The solution - a 'pdf printer' function. You can either buy acrobat / distiller
or some such, or if you're feeling energetic you can write your own, but don't
try this lightly (I wrote a PostScript printer driver from scratch in a former
life and spent about a year writing 20,000 lines of C code). Whatever you
choose, just run this whenever a document is uploaded and then create a link to
the pdf file (and if you don't want to edit it again, you can also delete the
original at this point). I've not yet found a browser or OS that you can't get
a decent pdf reader working with, as opposed to the word reader that NetScape
kindly crashes everytime that you try and use it (and don't think that you will
get away with telling people to download the minute either - NetScape has a
nasty habbit of changing all the carriage returns into line feeds when you
donwload from a Unix hosted site to a PC, which means that you can't use the
doc when you get it onto your PC)
Minutes are one of the applications that we use this technique for - the group
all write them in Word and then throw them at the upload filter which
automatically creates the pdf and a link to this.
Mike Flynn wrote:
> Hey all,
>
> We are trying to develop a system to allow people to upload meeting minutes
> from our organization's meetings. We'd like to assume no HTML knowledge on
> the user's part.
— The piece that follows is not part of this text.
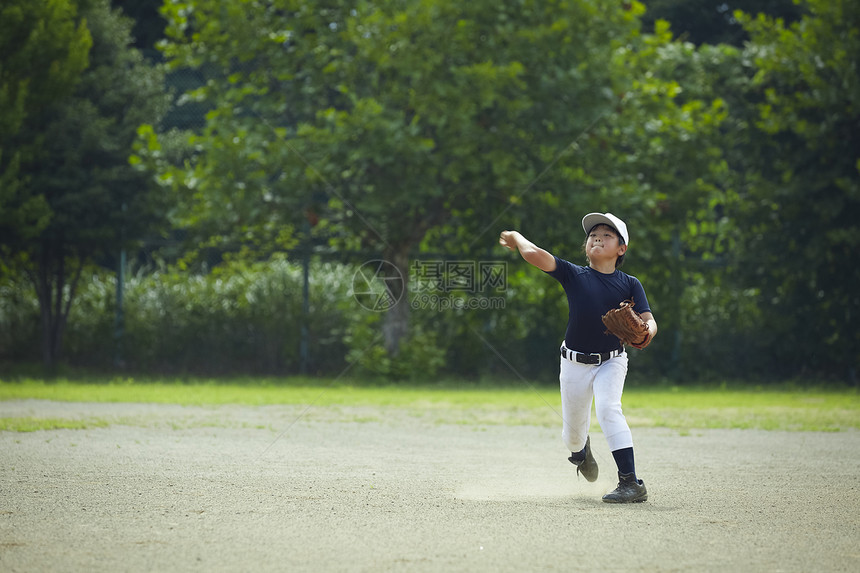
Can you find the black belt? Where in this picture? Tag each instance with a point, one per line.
(594, 358)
The easiest method would be to ask them just to upload
> plain text, or to upload their MS Word file (as they do now) and hope
> everyone can read MS Word.
>
> Ideally, however, I'd like to be able to allow them the niceities of HTML
> (bold, italic, underline, big, small) without any specific file format.
>
> Are there any systems in place to take a file such as a basic Word file and
> convert its text (roughly) to HTML? Not a whole HTML page, like as if you
> exported it to HTML from Word, just the text and its properties.
>
> If anyone knows of anything like this, it would be great.
>
> Thanks!
>
> -Mike Flynn
>
> Come the millennium month 12, in the home of the greatest power,
> the village idiot will come forth to be acclaimed the leader.
> (Nostradamus, 1555)
> I do know I'm ready for the job.
> And, if not, that's just the way it goes.